I get up every day and go through the motions of life whether that be working or running errands or getting my hair done. Isn't that picture great by the way? LOL I have a husband, children, and dogs. I love road trips with the kids and have a love for trees, specifically the California Redwoods. I have a dysfunctional family and wouldn't trade them for anyone else's. I love hard, wear my heart on my sleeve and sarcasm is my best friend. Maybe I'm just like you.
Most of us go through life struggling to fit in, to be liked, to find rewarding relationships and careers. We meet some amazing people and some we wish we would have never crossed paths with. We make wrong decisions and are very hard on ourselves, are we not? We are our own worst critics.

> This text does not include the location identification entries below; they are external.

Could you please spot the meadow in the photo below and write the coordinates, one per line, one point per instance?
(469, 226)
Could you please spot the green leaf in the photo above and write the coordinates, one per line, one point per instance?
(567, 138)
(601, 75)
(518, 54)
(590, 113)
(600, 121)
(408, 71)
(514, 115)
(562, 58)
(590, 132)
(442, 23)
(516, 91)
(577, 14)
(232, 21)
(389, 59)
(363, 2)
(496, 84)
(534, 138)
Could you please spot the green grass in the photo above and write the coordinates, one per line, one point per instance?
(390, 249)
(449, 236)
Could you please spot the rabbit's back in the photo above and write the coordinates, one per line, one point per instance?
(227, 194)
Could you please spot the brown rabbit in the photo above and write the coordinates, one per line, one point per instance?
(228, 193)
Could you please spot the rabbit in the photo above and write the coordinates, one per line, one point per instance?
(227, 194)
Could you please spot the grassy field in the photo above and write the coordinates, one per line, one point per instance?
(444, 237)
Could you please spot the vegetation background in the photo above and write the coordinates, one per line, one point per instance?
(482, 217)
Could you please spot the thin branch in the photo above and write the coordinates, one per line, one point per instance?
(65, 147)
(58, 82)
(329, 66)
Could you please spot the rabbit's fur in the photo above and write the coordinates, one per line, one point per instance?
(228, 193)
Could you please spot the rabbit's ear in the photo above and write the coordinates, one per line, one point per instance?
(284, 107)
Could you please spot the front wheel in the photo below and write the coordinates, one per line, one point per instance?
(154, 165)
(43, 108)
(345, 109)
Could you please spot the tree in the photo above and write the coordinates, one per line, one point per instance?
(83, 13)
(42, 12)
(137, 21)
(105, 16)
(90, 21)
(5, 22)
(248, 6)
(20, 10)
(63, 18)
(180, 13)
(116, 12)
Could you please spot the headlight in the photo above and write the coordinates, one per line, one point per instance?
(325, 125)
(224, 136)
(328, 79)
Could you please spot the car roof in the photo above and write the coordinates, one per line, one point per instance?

I can tell you from personal experience that I lost myself along this path of life many times. I put my time and energy into other things and especially other people who were not worthy of my time. I loved others more than I loved myself which is a damn shame but hindsight is always 20/20.
Here's what I know: I am beautiful. I am worthy. I love myself. It has taken me more than half, more like most, of my life to get to this place. To be able to say that I love myself and mean it sometimes remains an internal struggle. There may never come a time when I can say that every day and believe it but you know what? I'm going to keep going through the motions. I'm going to keep looking at myself in the mirror and finding things that I like.
I don't know where this lack of self love has come from. I know my upbringing was not traditional but then who's is and what does that mean exactly? I was molested at a very young age and still carry that load (even while much lighter it has, and likely will never, completely go away) with me. I was picked on in school for my weight and lived through an abusive relationship as an adult. I was creating my own hell for some of the years whether I knew it or not. And now, I am happy, healthy, and healing which is a statement my daughter started telling herself and well, I have followed suit.
It takes a conscious effort to be happy. Anything can change your mood if you let it. You wake up happy and by the time you've gotten to work you're in a crappy mood because so and so was driving like an asshole. Or maybe you spilled your coffee and now you are lacking your caffeine fix. It's not the end of the world, is it? People drive like assholes all the time. Hell, I know I've been one of them on occasion and I would imagine we all. I've spilled things before. Guess what? I lived. Gah! Don't let the little things or even the big things get you so worked up. It is a much better day when you choose to be positive and happy.
Choose to see the good in yourself as you would in others. Stop the shaming, the blaming, and the downright nasty conversations you have with yourself. Have the damn candy if you want it! Don't tell yourself you don't deserve it or you're fat or whatever other horrible things you say. What if I wanted a piece of candy? Would you say those things to me? I didn't think so. Be nice to yourself as if you were talking to someone else.
I write these blog posts to heal the scars that my mind wants to hang on to and perceive as negative. I have a belief system perhaps different from others but it works for me. I believe that everything, yes everything, happens for a reason. I may never know what the reasoning is for some of my life events but I do know I wouldn't be the independent, resilient woman I am without all of them.